Menurut Alvin, proses pengembalian aset ini dapat dilakukan secara pidana, perdata, atau administratif. Pengembalian aset luar negeri memakan banyak sumber daya karena harus ada kerja sama yang kuat antarpenegak hukum di Indonesia.
Pusat Pelaporan dan Analisis Transaksi Keuangan (PPATK), Polri, kejaksaan, Komisi Pemberantasan Korupsi (KPK), serta Kementerian Hukum dan HAM diharapkan dapat bekerja sama menelusuri aset-aset tersebut. Di saat bersamaan, diperlukan kerja sama dengan penegak hukum di luar negeri dan melakukan perjanjian bantuan hukum timbal balik atau mutual legal assistance (MLA) dengan pemerintahnya.
Adapun untuk menelusuri aset di dalam negeri, Kejagung dapat menggunakan Pasal 3, 4, 5, dan 77-78 Undang-Undang Tindak Pidana Pencucian Uang (TPPU) dan Pasal 38B Undang-Undang Tindak Pidana Korupsi (Tipikor).
Penempatan dana di properti
Pengamat asuransi, Irvan Rahardjo, mengatakan, seharusnya Kejagung menerapkan TPPU dan tipikor dalam kasus ini untuk mencari aset para tersangka, seperti saat mengungkap kasus korupsi PT Jiwasraya.
Menurut Irvan, ada kemungkinan para tersangka menempatkan asetnya dalam bentuk properti di samping saham dan reksadana seperti yang terjadi pada kasus korupsi PT Jiwasraya.
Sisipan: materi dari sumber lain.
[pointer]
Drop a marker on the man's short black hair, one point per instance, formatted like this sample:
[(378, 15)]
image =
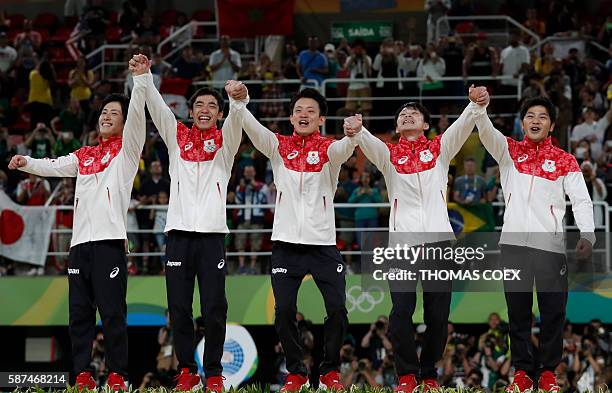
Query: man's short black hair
[(309, 92), (123, 100), (414, 105), (539, 101), (207, 91), (358, 42)]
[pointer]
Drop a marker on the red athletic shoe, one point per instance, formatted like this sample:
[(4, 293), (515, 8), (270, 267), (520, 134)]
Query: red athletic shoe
[(214, 384), (331, 381), (294, 383), (548, 382), (429, 384), (186, 381), (85, 381), (407, 384), (521, 384), (116, 382)]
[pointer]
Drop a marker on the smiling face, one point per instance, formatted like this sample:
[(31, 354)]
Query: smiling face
[(205, 112), (411, 123), (306, 117), (536, 123), (111, 120)]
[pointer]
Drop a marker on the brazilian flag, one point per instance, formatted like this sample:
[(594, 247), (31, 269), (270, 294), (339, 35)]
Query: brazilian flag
[(471, 218)]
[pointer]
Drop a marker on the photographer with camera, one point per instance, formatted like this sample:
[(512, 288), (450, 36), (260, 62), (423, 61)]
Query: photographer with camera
[(492, 357), (361, 374), (456, 362), (376, 341), (589, 363)]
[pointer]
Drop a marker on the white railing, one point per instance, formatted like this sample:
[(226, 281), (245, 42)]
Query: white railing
[(101, 51), (563, 40), (188, 30), (471, 18), (420, 97), (605, 227)]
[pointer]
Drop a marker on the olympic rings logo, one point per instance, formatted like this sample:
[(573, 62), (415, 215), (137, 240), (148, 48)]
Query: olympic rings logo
[(361, 301)]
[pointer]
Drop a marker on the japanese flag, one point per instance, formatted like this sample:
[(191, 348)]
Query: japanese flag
[(24, 231)]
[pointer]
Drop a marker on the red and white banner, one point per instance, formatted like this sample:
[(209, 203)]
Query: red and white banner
[(250, 18), (25, 231)]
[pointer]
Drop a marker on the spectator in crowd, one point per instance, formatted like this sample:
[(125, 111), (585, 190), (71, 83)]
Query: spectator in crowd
[(437, 9), (474, 380), (331, 88), (65, 144), (187, 66), (33, 191), (224, 62), (269, 91), (311, 63), (432, 68), (376, 341), (534, 87), (290, 65), (166, 357), (588, 365), (71, 119), (149, 190), (545, 63), (533, 23), (470, 188), (452, 53), (515, 60), (592, 130), (146, 32), (8, 56), (28, 38), (345, 215), (160, 66), (40, 142), (492, 359), (250, 192), (365, 217), (597, 190), (413, 59), (159, 224), (40, 99), (387, 64), (480, 59), (81, 80), (456, 362), (186, 35), (359, 93), (561, 17)]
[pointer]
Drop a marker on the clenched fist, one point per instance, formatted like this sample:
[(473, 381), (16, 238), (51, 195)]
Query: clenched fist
[(17, 162), (139, 64), (236, 90), (352, 125), (479, 95)]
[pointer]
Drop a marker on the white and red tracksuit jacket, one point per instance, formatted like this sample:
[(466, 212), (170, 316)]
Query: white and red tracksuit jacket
[(306, 177), (200, 167), (535, 178), (104, 175), (416, 172)]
Namun, ada kemungkinan TPPU dalam kasus Asabri berbeda dengan Jiwasraya. Sebab, pendapatan premi PT Asabri berasal dari APBN yang merupakan upah dan gaji anggota TNI serta Polri.
Akan tetapi, sensitivitas kasus ini jauh lebih tinggi karena menyangkut kesejahteraan anggota TNI dan Polri. ”Ini bisa mengganggu konsentrasi mereka dalam menjalankan tugas negara,” ujarnya.
Irvan juga menduga ada kemungkinan pelaku korupsi kasus ini lebih dari delapan orang seperti yang sudah ditetapkan Kejagung. Hal tersebut dapat terlihat seperti saat Kejagung mengusut kasus Jiwasraya.
Pelaku (kasus korupsi) Asabri dan Jiwasraya ini tersangkanya sama yang dua ini. Insya Allah asetnya masih ada. Yang sudah kami sita itu sekitar Rp 18 triliun. Itu masih ada. Itu akan kami lacak terus walaupun akan berat karena kerugian Asabri ini di atas asuransi Jiwasraya.
Sebelumnya, dalam rapat kerja dengan Komisi III DPR pada pekan lalu, Jaksa Agung Sanitiar Burhanuddin mengatakan bahwa ia akan mengusut secara tuntas aset para tersangka dalam kasus Asabri dan Jiwasraya.
”Pelaku (kasus korupsi) Asabri dan Jiwasraya ini tersangkanya sama yang dua ini. Insya Allah asetnya masih ada. Yang sudah kami sita itu sekitar Rp 18 triliun. Itu masih ada. Itu akan kami lacak terus walaupun akan berat karena kerugian Asabri ini di atas asuransi Jiwasraya,” kata Burhanuddin.
Sebelumnya diberitakan, kerugian PT Asabri mencapai Rp 23 Triliun. Dua tersangka dari swasta, yaitu Heru Hidayat dan Benny Tjokrosaputro, bersama dengan LP, Direktur Utama PT Prima Jaringan, diduga mengendalikan dan memanipulasi saham dalam portofolio PT Asabri. Heru dan Benny telah dihukum seumur hidup oleh Pengadilan Tindak Pidana Korupsi Jakarta dalam kasus korupsi PT Jiwasraya (Kompas, 2/2/2021).